You can imagine my surprise. After months of calling favours to get us access to a mountain top village in Fujian, my aunt could’ve just taken us all this time! Wuyi Shan is on another side of Fujian and produces different teas to Anxi, but nevertheless, my long-sightedness had rendered me oblivious. In all the looking around and trying to create my own network, I forgot to shuffle back in.

And that wasn’t all.

She took us to her office/showroom one quiet Sunday in the industrial backstreets of Kwun Tong, Kowloon. In amongst the garment makers, electronics distributors and food factories, some obsolete others trading but on the brink, stood HKI Group – fashion designers, property investment and obscurely, tea marketers.

Through the dock , up the lift and through the dark glass doors laid the oasis. Inside HKI hq, each room whether it be reception, kitchen, boardroom, workstation area or product showroom were styled around the practice of gongfu tea taking. Poetry inspired by the “Divine Farmer”, wall display resourcefully made from old tea boxes and tea making artefacts laid purposefully about. My aunt was responsible for all the styling. This was in my family and I had not a clue.

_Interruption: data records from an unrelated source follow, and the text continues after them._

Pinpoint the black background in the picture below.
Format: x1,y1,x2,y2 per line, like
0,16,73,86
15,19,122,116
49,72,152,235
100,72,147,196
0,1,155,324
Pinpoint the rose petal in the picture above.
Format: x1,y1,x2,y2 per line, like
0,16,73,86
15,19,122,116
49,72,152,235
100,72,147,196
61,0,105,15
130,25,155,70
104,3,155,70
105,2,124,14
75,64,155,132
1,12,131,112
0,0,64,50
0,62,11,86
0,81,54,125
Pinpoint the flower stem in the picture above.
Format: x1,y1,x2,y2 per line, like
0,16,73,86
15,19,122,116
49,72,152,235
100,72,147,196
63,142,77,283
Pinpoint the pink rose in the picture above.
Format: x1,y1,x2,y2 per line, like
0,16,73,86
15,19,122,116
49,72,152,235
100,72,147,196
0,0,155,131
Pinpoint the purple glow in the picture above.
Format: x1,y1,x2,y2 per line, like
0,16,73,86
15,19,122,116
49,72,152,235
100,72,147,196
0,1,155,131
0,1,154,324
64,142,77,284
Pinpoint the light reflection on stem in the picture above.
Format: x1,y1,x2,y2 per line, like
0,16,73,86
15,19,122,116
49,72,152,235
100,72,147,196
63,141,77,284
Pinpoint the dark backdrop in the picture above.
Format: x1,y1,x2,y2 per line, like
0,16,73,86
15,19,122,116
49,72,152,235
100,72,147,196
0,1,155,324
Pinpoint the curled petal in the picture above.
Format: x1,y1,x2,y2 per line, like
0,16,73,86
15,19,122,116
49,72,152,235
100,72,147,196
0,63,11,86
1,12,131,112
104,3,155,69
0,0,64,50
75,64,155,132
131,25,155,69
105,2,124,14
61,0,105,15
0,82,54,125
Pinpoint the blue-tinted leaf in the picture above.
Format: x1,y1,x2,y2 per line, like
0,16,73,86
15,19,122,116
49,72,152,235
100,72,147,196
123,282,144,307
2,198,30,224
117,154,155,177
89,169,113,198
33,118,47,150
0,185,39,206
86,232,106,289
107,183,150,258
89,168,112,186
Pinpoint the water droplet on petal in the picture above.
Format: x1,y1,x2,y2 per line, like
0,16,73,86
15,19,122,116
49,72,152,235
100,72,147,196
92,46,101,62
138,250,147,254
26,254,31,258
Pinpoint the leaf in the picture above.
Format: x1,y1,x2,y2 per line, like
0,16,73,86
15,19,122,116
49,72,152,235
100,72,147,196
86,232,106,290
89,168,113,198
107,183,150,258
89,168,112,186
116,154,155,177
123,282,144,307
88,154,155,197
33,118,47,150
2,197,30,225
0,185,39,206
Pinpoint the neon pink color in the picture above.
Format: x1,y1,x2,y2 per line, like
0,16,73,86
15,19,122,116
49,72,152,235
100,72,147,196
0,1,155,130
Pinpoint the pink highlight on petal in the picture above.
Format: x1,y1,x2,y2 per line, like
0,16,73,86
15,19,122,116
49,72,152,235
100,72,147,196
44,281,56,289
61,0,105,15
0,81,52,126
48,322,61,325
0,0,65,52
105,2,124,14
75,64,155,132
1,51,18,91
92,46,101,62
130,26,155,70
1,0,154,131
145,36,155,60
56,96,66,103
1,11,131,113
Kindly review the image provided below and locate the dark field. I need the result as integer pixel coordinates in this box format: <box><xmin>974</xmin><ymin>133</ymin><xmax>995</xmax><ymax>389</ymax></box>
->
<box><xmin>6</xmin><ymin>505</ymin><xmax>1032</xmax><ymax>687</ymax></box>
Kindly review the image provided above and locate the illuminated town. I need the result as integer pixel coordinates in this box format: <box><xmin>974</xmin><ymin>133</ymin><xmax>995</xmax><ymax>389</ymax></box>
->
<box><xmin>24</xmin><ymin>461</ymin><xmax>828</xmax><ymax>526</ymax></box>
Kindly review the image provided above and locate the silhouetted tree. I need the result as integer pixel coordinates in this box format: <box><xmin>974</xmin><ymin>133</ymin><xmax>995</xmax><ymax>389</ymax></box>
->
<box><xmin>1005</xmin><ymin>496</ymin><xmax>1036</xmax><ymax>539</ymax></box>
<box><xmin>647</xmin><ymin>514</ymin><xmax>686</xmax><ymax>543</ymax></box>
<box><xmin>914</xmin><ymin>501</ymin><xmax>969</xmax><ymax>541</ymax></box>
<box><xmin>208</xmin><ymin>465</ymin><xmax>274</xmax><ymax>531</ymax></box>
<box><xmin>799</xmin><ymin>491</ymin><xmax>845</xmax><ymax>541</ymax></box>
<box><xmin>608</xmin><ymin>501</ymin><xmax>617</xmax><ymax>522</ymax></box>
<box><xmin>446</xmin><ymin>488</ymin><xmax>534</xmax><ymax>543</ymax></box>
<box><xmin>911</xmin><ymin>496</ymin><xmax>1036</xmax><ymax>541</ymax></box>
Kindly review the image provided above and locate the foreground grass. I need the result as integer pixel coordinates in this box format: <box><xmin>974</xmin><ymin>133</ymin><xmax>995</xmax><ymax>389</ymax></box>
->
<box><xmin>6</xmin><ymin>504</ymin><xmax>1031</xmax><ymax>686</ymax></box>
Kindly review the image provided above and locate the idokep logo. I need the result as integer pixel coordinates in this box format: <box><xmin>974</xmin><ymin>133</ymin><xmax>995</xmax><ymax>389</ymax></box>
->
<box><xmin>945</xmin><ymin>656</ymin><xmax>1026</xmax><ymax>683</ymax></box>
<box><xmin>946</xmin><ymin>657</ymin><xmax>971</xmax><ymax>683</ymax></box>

Office reception, in the back is a framed picture made from pressed tea leaves

So there we stood, coupla kids in a candy store. Jaws agape and eyes wide as we made our way through walls of yixing pots to new fangled gadgets like automatic tea steepers and a commercial-grade tea syphon bar.

Aunt Tiona and I

The aftermath of all this continues to inspire as we lay out plans for our next foray into Fujian, this time Wuyi-style, with my aunt close in tow.